-
1. Re: Potential Netty problem with synchronously closing conne
timfox Apr 30, 2009 2:53 AM (in response to timfox)As a note if I add a small sleep (100 ms) between each connection creation and close, then the test will run ad-infinitum with no problems.
The test is org.jboss.test.messaging.jms.ConnectionTest::testConnectionListenerBug -
2. Re: Potential Netty problem with synchronously closing conne
trustin May 11, 2009 4:09 AM (in response to timfox)I ran the mentioned test with increase loop count (20000) and could not reproduce the problem. I'm running it Integer.MAX_VALUE time now. How long did it take for you to make it run out of handle? What is the OS?
-
3. Re: Potential Netty problem with synchronously closing conne
trustin May 11, 2009 4:14 AM (in response to timfox)Interestingly, the test hangs at around 59000 with the following message:
May 11, 2009 5:12:18 PM org.jboss.messaging.core.logging.Logger warn WARNING: Connection failure has been detected Did not receive ping on connection. It is likely a client has exited or crashed without closing its connection, or the network between the server and client has failed.

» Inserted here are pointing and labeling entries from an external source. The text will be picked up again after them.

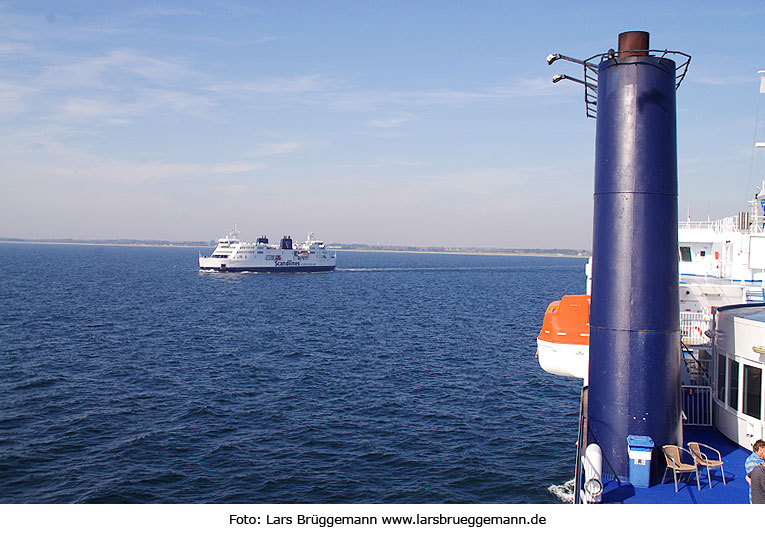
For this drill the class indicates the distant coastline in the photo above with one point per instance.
(333, 246)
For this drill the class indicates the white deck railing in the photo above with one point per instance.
(693, 328)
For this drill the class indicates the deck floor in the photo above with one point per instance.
(736, 490)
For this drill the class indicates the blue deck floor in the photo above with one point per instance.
(735, 492)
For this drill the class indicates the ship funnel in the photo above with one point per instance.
(634, 370)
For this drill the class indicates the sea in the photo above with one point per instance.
(129, 376)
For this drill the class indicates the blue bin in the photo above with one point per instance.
(639, 449)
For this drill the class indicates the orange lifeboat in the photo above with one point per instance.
(563, 345)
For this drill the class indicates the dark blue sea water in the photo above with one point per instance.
(126, 375)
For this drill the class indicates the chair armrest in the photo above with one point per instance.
(719, 456)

The connection will now be closed.:3
Not sure this is a Netty problem or not, but I still can't get a 'too many open files' error. -
4. Re: Potential Netty problem with synchronously closing conne
trustin May 11, 2009 4:54 AM (in response to timfox)I was able to reproduce the issue finally using the following simple test code:
import java.net.InetAddress; import java.net.InetSocketAddress; import java.net.Socket; import java.util.concurrent.Executors; import java.util.concurrent.atomic.AtomicInteger; import org.jboss.netty.bootstrap.ServerBootstrap; import org.jboss.netty.channel.ChannelFactory; import org.jboss.netty.channel.ChannelHandlerContext; import org.jboss.netty.channel.ChannelPipelineCoverage; import org.jboss.netty.channel.ChannelStateEvent; import org.jboss.netty.channel.ExceptionEvent; import org.jboss.netty.channel.MessageEvent; import org.jboss.netty.channel.SimpleChannelUpstreamHandler; import org.jboss.netty.channel.socket.nio.NioServerSocketChannelFactory; public class Test { public static void main(String[] args) throws Throwable { ChannelFactory sf = new NioServerSocketChannelFactory( Executors.newCachedThreadPool(), Executors.newCachedThreadPool(), 1); ServerBootstrap sb = new ServerBootstrap(sf); sb.getPipeline().addLast("handler", new ServerHandler()); sb.setOption("backlog", 1024); sb.bind(new InetSocketAddress(8080)); InetAddress dstAddr = InetAddress.getByName("localhost"); long startTime = System.currentTimeMillis(); for (int i = 0; i < 1048576; i ++) { Socket s = new Socket(dstAddr, 8080); s.close(); if ((i + 1) % 1000 == 0) { long endTime = System.currentTimeMillis(); System.err.println(i + 1 + ": TOOK " + (endTime - startTime) + " MS"); startTime = endTime; } } sb.releaseExternalResources(); } @ChannelPipelineCoverage("all") static class ServerHandler extends SimpleChannelUpstreamHandler { private static final int THRESHOLD = 4; private final AtomicInteger cnt = new AtomicInteger(); private final AtomicInteger lateCnt = new AtomicInteger(); @Override public void channelOpen(ChannelHandlerContext ctx, ChannelStateEvent e) throws Exception { if (cnt.incrementAndGet() > THRESHOLD) { lateCnt.incrementAndGet(); } } @Override public void messageReceived(ChannelHandlerContext ctx, MessageEvent e) { // Wait until the client closes the connection. } @Override public void channelClosed(ChannelHandlerContext ctx, ChannelStateEvent e) throws Exception { if (cnt.decrementAndGet() == THRESHOLD) { System.err.println("LATE CLOSURES: " + lateCnt.getAndSet(0)); } } @Override public void exceptionCaught(ChannelHandlerContext ctx, ExceptionEvent e) { System.err.println(e); e.getCause().printStackTrace(); e.getChannel().close(); } } }
Sometimes, 'LATE CLOSURES' goes up to around 2000, which can lead to 'too many open files' for a normal user. I set the ulimit value of my local account to 10240, so I was not getting the error.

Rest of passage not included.